Barack Obama still has a month before his inauguration as the 44th U.S. president, but there have already been a number of attempts to get inside his brain. For some, that might mean Karen Kornbluh, his chief policy director. But for us here at Scientific American, that means his actual brain.

So we were happy to see Jonah Lehrer [pictured, left] offer some of his own brain’s thoughts on our next president’s brain in Sunday’s New York Times Magazine. In the interview, Lehrer -- the editor of’s Mind Matters column—touches on the tendency to stand by our beliefs even in the face of evidence to the contrary. That’s a key theme of Lehrer’s new book, How We Decide, which unravels the latest neuroscience research on the complex emotional and (sometimes) rational forces that interact to influence our decisions.

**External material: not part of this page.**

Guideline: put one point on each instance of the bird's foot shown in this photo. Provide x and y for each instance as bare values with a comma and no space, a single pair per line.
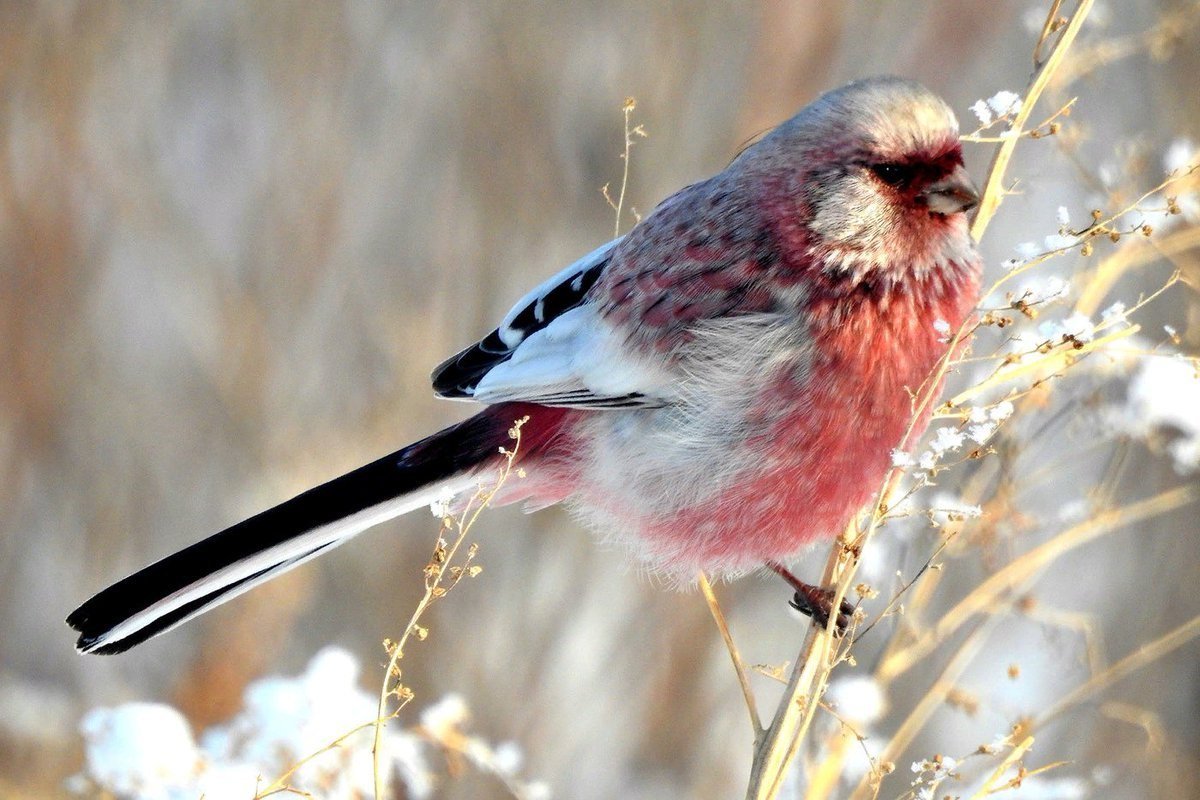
816,602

The tendency to get stuck to beliefs is especially worrying when it affects politicians’ decision making, but Lehrer credits president-elect Obama with having a nuanced understanding of the human mind’s potential pitfalls. Obama, he says, is especially skilled at thinking about thinking: “I imagine that if you took a scan of his brain, you would see lots of activity in the prefrontal cortex, which doesn’t mean that he doesn’t experience the primal emotions that come from the amygdala.”

If you’re curious about the prefrontal cortex and the amygdala, among other issues, Lehrer has covered a number of topics he discusses in the Times interview in depth in Mind Matters: animal cognition, why we gamble and abuse credit cards, and the dangers of our built-in certainty bias. Some of those columns appear in the print edition of Scientific American Mind.